According to TeleGeography, the Pakistan government has a history of shutting down mobile networks in the name of security, but despite protests by cellcos and a court order to stop frivolous shutdowns, the practice continues:
… in late 2012 the government began mass mobile blackouts in areas expecting imminent terrorist attacks. Incurring substantial losses as a result of the temporary suspensions of service, the nation’s cellcos challenged the government’s right to close down networks based on ‘vague alert[s]’, the result of which was a court ruling stating that the state must have a cogent reasons and a specific timeframe in order to instruct network operators to shut down operations. Whilst the order had little impact on the interior ministry’s frequent issuance of blackout orders, the practice slowed significantly following changes of leadership at the interior ministry and the Pakistan Telecommunication Authority (PTA) in early 2013.
Even if Pakistan’s mobile customers feel that network blackouts are acceptable as long it prevents terrorists from doing business (and there’s very little evidence that it does, although it does prevent victims of terrorist attacks from calling for help), it must be somewhat galling to put up with sudden and lengthy service outages when the government also imposes heavy taxes – upwards to 40% – on the very mobile services they’re denying everyone in the name of national security.

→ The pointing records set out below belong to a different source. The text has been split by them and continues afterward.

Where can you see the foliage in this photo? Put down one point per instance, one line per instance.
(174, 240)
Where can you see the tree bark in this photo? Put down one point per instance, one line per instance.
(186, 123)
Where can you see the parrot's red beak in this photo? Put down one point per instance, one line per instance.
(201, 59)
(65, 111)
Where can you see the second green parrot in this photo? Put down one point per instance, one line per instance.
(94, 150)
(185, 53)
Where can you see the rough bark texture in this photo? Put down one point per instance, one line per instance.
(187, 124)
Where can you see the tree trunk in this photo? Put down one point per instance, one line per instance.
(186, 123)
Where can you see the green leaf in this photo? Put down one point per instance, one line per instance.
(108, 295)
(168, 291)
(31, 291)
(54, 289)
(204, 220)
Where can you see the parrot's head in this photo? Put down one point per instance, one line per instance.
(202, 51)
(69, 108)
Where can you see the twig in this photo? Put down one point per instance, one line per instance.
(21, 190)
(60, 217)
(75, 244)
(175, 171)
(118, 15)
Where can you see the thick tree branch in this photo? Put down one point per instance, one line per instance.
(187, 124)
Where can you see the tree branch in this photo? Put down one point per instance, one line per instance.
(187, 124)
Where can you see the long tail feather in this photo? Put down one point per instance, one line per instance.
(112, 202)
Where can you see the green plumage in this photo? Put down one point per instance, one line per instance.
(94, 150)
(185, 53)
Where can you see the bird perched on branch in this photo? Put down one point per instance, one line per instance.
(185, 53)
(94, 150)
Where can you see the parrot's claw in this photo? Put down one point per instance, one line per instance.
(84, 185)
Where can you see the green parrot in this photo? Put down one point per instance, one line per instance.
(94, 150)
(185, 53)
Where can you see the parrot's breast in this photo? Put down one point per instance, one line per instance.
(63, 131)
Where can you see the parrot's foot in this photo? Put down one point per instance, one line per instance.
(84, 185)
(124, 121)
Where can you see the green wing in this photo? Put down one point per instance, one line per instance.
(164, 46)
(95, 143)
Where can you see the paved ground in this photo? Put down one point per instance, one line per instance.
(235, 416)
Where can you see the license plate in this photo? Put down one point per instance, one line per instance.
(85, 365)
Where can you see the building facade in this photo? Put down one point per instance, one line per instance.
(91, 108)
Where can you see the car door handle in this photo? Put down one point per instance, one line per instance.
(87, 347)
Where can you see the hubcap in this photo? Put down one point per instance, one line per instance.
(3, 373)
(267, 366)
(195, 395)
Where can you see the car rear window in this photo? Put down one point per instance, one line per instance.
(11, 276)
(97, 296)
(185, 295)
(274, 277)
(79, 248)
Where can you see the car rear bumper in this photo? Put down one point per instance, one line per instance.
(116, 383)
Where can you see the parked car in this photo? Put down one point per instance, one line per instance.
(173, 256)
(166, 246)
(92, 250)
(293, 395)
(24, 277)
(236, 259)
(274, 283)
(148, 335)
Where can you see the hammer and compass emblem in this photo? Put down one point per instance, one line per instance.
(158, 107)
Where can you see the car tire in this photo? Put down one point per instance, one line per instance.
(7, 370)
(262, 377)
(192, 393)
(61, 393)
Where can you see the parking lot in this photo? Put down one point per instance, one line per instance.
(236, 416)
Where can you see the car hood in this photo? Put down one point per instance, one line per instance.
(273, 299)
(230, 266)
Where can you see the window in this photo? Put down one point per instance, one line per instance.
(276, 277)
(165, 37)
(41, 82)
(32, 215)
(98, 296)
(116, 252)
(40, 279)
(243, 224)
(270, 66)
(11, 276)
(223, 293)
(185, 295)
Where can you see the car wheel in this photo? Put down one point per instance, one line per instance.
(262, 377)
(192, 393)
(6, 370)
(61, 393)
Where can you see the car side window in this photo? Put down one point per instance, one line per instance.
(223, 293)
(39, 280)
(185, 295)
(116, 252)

Last week, the Consumer Rights Protection Council of Pakistan (CRPC) urged the finance ministry to lower telecoms taxes. According to PakTribune, CRPC president Shakeel Baig said 80% of Pakistan's total subscriber base is already below the threshold of taxable income:
"The taxation rates, as proposed in the federal budget 2014-2015, are unjustifiable."
"The finance ministry should immediately reduce withholding tax to 5% and bring the federal excise duty to a single digit," Baig told the media.
It’s not an unreasonable request, especially if the government insists on shutting off service at a moment’s notice.
Anyway, it’s something for Pakistan’s new 4G licensees to look forward to.
Meanwhile, Newsweek Pakistan reports that Prime Minister Sharif ordered the PTA to bar SIMs from Afghanistan from roaming into Pakistan “to combat anti-state and criminal activities of terrorists based in Pakistan’s tribal areas."